6. The method of claim 4 or 5, wherein determining the candidate replacement word for the target wrong word further comprises at least one of:

determining the preset character combination as the candidate replacement word;

determining the predicted character as the candidate replacement word if the prediction probability of the predicted character is greater than or equal to a probability threshold.

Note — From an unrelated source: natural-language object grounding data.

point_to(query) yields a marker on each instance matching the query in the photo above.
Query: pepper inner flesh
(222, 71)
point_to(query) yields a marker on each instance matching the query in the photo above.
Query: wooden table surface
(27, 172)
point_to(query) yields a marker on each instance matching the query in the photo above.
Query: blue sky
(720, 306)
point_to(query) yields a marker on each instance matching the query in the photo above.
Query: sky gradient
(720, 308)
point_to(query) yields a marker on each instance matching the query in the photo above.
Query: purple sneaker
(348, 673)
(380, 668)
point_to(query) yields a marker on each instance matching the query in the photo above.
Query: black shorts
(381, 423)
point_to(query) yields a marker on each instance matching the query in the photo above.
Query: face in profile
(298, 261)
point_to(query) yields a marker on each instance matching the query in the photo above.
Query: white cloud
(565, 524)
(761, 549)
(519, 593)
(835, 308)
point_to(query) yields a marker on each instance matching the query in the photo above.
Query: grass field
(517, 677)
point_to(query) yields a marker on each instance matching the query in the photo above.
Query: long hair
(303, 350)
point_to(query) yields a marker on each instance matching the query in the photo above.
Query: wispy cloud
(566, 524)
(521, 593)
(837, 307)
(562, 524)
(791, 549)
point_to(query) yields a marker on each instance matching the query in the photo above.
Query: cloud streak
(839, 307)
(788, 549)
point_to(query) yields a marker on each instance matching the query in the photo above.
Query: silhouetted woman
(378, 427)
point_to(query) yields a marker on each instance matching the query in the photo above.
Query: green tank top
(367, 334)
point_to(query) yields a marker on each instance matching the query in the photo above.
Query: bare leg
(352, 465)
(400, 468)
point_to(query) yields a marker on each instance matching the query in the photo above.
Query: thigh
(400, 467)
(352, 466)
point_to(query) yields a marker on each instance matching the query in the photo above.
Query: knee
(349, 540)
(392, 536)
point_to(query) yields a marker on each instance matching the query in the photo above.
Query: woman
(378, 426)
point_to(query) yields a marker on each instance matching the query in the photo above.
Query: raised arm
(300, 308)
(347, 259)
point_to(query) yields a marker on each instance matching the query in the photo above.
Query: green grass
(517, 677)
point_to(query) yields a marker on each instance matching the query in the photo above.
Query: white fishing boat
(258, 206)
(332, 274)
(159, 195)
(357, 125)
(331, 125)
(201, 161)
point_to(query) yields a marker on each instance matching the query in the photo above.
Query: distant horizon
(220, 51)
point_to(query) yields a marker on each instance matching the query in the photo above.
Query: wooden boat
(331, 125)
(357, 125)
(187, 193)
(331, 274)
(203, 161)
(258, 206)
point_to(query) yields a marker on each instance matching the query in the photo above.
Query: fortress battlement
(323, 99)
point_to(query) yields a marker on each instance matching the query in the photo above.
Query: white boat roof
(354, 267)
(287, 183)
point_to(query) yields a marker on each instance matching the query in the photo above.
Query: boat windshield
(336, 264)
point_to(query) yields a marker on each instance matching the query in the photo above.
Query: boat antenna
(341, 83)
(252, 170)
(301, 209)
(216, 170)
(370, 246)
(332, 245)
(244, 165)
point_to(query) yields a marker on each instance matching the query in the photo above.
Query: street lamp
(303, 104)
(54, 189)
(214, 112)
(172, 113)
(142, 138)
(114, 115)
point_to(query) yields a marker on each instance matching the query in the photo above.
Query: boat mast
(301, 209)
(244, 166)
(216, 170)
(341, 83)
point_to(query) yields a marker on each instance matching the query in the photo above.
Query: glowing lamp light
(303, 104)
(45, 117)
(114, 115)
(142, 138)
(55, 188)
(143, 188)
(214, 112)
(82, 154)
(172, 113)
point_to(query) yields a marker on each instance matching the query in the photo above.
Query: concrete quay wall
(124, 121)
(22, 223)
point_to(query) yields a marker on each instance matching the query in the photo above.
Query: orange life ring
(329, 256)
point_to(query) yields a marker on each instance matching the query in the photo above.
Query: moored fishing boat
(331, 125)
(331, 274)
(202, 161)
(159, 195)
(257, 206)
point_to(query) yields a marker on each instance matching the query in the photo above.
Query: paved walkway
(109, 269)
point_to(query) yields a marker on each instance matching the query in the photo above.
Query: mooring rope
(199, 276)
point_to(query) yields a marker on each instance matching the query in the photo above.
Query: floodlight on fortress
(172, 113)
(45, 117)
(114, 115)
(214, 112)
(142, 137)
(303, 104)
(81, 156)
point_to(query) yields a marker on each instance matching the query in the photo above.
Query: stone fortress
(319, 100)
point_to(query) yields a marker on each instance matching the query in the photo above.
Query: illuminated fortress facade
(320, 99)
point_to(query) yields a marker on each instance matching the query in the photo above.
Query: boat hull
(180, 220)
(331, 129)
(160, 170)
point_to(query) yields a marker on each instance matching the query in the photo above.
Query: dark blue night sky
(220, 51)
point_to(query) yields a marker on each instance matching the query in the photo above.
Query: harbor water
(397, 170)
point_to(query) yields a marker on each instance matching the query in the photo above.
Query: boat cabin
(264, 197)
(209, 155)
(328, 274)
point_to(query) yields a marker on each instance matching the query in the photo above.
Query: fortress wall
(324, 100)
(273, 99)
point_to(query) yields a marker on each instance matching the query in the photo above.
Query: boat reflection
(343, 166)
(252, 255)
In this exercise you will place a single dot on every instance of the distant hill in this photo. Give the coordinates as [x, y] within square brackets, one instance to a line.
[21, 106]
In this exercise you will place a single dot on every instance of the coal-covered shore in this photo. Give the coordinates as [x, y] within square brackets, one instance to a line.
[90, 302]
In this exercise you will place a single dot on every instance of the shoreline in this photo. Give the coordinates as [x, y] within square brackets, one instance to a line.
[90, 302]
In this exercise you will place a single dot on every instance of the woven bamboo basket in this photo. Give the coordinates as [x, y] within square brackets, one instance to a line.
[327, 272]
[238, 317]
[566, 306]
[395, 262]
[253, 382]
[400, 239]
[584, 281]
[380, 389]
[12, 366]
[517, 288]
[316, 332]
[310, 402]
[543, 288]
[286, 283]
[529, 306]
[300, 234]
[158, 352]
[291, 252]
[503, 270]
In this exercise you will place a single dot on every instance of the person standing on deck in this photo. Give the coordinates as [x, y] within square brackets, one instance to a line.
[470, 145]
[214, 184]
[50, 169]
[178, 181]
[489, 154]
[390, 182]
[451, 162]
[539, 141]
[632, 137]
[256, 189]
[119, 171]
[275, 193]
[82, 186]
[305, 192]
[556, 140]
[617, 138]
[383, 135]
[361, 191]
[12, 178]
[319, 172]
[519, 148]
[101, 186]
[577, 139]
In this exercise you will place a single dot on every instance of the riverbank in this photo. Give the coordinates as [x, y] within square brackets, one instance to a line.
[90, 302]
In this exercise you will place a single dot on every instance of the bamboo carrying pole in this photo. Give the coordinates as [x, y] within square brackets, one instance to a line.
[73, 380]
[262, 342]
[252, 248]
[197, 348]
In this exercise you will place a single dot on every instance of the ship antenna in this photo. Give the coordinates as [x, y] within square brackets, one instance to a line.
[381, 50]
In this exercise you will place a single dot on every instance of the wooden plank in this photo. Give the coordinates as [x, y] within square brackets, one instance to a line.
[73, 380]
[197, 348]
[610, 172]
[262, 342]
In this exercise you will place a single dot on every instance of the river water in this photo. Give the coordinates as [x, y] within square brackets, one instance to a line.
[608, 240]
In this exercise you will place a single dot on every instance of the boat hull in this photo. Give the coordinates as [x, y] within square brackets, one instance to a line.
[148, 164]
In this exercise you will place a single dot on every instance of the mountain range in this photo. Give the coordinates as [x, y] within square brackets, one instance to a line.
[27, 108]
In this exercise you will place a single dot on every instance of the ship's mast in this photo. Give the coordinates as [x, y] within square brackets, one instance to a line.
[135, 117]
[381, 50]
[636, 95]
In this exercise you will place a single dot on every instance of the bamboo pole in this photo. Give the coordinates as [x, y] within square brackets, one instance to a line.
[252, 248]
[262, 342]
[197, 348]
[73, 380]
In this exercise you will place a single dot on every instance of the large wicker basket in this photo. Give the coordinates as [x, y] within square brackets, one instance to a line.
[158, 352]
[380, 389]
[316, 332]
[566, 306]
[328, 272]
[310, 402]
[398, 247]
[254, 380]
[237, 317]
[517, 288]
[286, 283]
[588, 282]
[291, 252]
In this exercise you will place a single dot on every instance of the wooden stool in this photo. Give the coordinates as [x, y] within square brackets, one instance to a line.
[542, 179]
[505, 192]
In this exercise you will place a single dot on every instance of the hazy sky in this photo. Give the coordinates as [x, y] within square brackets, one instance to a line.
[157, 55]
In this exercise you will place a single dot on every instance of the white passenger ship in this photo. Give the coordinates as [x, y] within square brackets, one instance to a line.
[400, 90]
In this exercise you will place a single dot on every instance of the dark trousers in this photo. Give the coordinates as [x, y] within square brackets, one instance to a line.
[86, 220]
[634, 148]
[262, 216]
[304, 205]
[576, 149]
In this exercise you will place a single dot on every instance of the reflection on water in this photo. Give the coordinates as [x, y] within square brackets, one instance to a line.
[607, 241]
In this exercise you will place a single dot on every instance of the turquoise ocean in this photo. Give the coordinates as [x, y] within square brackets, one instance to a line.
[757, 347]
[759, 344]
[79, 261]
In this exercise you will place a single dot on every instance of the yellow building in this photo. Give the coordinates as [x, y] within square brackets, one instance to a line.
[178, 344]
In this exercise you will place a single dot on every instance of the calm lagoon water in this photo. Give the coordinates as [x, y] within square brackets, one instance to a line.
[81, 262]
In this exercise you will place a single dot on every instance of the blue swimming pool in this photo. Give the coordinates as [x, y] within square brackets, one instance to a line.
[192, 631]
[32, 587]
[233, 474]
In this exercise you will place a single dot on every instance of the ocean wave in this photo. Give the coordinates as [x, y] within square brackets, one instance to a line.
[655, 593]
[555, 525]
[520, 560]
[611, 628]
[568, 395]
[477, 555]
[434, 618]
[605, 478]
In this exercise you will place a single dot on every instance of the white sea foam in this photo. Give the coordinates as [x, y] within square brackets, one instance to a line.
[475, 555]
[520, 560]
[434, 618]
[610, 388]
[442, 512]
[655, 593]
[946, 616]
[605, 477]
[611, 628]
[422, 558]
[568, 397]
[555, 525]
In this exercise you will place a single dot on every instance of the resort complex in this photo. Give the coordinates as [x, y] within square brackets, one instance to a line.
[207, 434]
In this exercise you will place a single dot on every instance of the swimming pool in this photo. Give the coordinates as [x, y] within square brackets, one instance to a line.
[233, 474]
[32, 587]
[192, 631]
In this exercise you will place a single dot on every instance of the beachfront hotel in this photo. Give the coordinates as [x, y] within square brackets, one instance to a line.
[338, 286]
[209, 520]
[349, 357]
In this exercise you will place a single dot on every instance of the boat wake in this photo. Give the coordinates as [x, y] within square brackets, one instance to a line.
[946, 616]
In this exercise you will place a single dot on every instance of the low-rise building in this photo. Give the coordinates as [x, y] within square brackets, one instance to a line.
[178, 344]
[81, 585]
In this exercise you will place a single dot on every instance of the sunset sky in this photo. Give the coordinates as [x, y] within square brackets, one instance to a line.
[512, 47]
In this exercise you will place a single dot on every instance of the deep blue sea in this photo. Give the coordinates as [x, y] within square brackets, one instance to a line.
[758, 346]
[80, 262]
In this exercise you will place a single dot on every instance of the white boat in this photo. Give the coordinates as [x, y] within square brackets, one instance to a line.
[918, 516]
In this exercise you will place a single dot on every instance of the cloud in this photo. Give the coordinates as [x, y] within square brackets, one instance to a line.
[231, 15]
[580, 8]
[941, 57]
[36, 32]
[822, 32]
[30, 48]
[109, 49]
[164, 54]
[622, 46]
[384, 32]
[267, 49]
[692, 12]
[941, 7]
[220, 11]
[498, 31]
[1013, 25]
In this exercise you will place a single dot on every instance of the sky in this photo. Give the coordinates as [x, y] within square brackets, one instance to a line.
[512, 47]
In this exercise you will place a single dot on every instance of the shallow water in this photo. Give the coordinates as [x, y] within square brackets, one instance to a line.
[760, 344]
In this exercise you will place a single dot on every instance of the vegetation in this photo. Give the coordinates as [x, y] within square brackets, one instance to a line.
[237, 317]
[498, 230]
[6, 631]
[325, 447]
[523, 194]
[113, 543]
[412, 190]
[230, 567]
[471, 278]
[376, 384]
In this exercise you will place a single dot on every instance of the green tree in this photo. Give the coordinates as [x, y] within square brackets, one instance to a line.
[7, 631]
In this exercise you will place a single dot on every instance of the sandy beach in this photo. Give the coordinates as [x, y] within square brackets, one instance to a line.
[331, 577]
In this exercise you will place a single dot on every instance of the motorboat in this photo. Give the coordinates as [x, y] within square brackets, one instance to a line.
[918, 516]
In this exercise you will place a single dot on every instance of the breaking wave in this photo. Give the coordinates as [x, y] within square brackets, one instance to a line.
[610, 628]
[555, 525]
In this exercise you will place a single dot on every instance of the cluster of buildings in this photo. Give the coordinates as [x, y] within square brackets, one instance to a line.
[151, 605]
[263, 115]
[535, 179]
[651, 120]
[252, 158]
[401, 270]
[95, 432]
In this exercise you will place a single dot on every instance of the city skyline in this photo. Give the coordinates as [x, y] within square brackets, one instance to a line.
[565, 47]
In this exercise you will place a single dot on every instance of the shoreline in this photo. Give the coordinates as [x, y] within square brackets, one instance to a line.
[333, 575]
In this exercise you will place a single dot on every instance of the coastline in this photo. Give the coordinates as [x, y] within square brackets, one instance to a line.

7. The method of claim 6, wherein feature ranking candidate texts obtained by replacing the target mispronounced word with the candidate replacement word comprises:

inputting the candidate text into a logistic regression model, and obtaining a text sorting result output by the logistic regression model, wherein the logistic regression model is used for extracting text features and performing feature sorting, and the text sorting result is a similarity sorting result of the text features of the candidate text and the content features of the text to be corrected;

the textual features include at least one of:

selecting frequency of the candidate texts;

the editing distance between the candidate text and the text to be corrected;

8. A text correction apparatus, comprising:

the text acquisition module is used for acquiring a text to be corrected;

the error detection module is used for identifying the text to be corrected based on a first knowledge graph to obtain a target error word in the text to be corrected, wherein the target error word is a word in the text to be corrected, which is irrelevant to the content of the text to be corrected, and the first knowledge graph is used for recording domain knowledge relevant to the content of the text to be corrected;

the candidate recall module is used for determining candidate replacement words of the target wrong words based on a second knowledge graph, wherein the second knowledge graph is used for recording the domain knowledge of the confusable text;

the candidate sorting module is used for performing feature sorting on the candidate texts obtained by replacing the target wrong words with the candidate replacement words;

9. An electronic device comprising a memory, a processor, a communication interface and a communication bus, wherein the memory stores a computer program operable on the processor, and the memory and the processor communicate via the communication bus and the communication interface, wherein the processor implements the steps of the method according to any of the claims 1 to 7 when executing the computer program.

10. A computer-readable medium having non-volatile program code executable by a processor, wherein the program code causes the processor to perform the method of any of claims 1 to 7.